For many but not all agents, the origin of their European securities lending offering used USD cash as collateral with a 5% margin and subsequently reinvested by their colleagues in the U.S. This was certainly true of the early 1990’s but soon evolved into the taking of European cash against the currency of the loan for fixed income assets- in particular by some of the leading agent lenders, JP Morgan, BNY Mellon and Deutsche Bank to name a few. They developed their capabilities to reinvest the cash from desks in London or Europe during a period of wide spreads, specials, deep cheapest- to- deliver bonds and volatility.

Cash collateral has received its share of criticism since the Global Financial Crisis (GFC) and at other points in securities lending history, but is that criticism appropriate?

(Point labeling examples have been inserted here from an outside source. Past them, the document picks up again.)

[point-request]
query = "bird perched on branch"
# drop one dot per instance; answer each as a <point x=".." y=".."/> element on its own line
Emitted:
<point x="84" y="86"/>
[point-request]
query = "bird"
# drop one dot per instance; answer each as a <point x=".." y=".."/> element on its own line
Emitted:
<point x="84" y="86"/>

Cash as a form of collateral is a great common denominator. Neutral, highly liquid and centres the economics of the trade around the rebate, a reflection of the value of the borrowed securities benchmarked against the prevailing interest rate.

Cash collateral itself wasn’t the issue during the GFC, it was some of the reinvestment vehicle choices that were brought into question. The introduction of the euro saw a lot of consolidation in cash balances. Most clients required the lion’s share of their cash to be reinvested in reverse repo of Government debt and as that asset class became more expensive, cash started to lose its flavour, exacerbated by the experience during the GFC.

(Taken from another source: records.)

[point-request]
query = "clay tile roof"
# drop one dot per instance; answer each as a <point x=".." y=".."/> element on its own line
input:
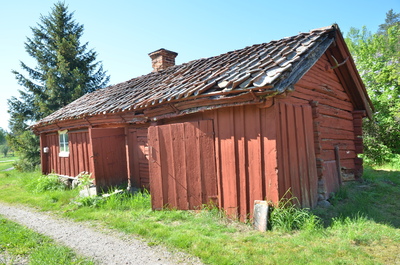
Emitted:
<point x="272" y="67"/>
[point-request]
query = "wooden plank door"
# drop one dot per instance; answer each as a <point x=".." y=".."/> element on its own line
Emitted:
<point x="138" y="158"/>
<point x="296" y="154"/>
<point x="109" y="157"/>
<point x="182" y="165"/>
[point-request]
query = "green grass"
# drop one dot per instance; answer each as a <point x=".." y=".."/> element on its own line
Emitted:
<point x="17" y="242"/>
<point x="362" y="226"/>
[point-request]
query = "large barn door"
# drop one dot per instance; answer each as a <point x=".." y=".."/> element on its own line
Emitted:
<point x="109" y="157"/>
<point x="296" y="155"/>
<point x="182" y="165"/>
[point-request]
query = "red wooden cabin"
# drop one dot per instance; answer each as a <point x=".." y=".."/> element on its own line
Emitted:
<point x="242" y="126"/>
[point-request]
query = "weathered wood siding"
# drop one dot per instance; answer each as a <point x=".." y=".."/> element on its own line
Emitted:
<point x="296" y="155"/>
<point x="332" y="121"/>
<point x="244" y="139"/>
<point x="182" y="165"/>
<point x="246" y="158"/>
<point x="75" y="163"/>
<point x="138" y="157"/>
<point x="108" y="157"/>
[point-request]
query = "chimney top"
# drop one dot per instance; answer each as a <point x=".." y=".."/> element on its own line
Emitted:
<point x="161" y="59"/>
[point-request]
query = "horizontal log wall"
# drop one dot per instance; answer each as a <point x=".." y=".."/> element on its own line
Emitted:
<point x="333" y="119"/>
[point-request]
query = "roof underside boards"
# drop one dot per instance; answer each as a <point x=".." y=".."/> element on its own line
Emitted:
<point x="263" y="70"/>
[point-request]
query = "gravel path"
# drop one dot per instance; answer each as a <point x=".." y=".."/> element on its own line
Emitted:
<point x="105" y="246"/>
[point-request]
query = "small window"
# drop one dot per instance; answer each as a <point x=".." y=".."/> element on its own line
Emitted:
<point x="64" y="146"/>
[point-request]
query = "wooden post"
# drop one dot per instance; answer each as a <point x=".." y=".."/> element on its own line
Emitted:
<point x="43" y="156"/>
<point x="260" y="218"/>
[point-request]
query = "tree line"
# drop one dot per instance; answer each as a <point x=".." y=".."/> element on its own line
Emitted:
<point x="66" y="69"/>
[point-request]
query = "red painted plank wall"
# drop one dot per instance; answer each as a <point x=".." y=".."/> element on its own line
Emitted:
<point x="182" y="165"/>
<point x="296" y="154"/>
<point x="245" y="139"/>
<point x="78" y="159"/>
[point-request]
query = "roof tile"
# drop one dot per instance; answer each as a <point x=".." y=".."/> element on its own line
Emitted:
<point x="237" y="72"/>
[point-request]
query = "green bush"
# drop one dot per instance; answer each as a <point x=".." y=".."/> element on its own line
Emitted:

According to data from FIS Astec Analytics, cash collateral has rarely risen beyond 16% of outstanding government debt loan balances for many years. So, what is collateralising the EUR 200 billion of European Government debt in securities lending balances currently outstanding?

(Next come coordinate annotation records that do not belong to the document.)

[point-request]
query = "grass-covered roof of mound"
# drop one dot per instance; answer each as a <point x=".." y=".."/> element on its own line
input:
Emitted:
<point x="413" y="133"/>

One thing is for sure, it’s unlikely to be the highest rated European Government debt. The demand for this collateral transformation is ideally a combination of banks’ regulatory need for HQLA as well as the financing of the collateral. The Liquidity Coverage Ratio (LCR) for example has driven demand for at least the past seven years but it isn’t the borrowed assets that drive the fee, it is the collateral. Under LCR, financing the collateral assets for a minimum of thirty days provides a favourable regulatory treatment for the collateral.

I recently asked a market practitioner” How much HQLA would you take unsecured?” His response, “all of it”. I then asked the same question but collateralised with German, French and Dutch debt. The response,” none” And against a basket of index equities, Italian and Spanish debt with a smattering of corporate debt his response was “as much as I have the collateral to post”.

This is the point. The HQLA transaction requires an acceptable collateral set that essentially finances the long assets of the borrower by posting them as collateral. This can be frustrating for an agent lender that has a client with vast holdings of HQLA but their collateral parameters do not permit anything beyond a narrow range of Government debt and excludes index equities. Participation in the above trade will be paltry at best. Another frustration can also present itself. The client may not only have a healthy portfolio of HQLA but also manages an array of equity funds, yet won’t take equities as a collateral asset class. Eliminating an asset class as a form of collateral while already investing in that asset class, runs the risk of leaving the HQLA sitting idle. Given the dominance of non-cash collateral it is those beneficial owners with broad collateral acceptability profiles that will lend their assets first.

Some years ago, I had a central bank client that approved certain equity indices as collateral and their utilisation of German and French debt reached 95%. The argument that this is poorly correlated is valid but the utilisation in a fully indemnified programme mitigated a lot of that risk. In today’s environment, for agent lenders to be able to indemnify all forms of non-cash collateral is key. This type of flexibility applies to equity markets in equal measure but there are beneficial owners with equity portfolios that will only accept government debt as collateral. Clearly, they could be considered in a right way risk position but their utilisation will be nothing like that of other participating beneficial owners and it would be disingenuous for them to grumble about performance on a comparative basis with their peers.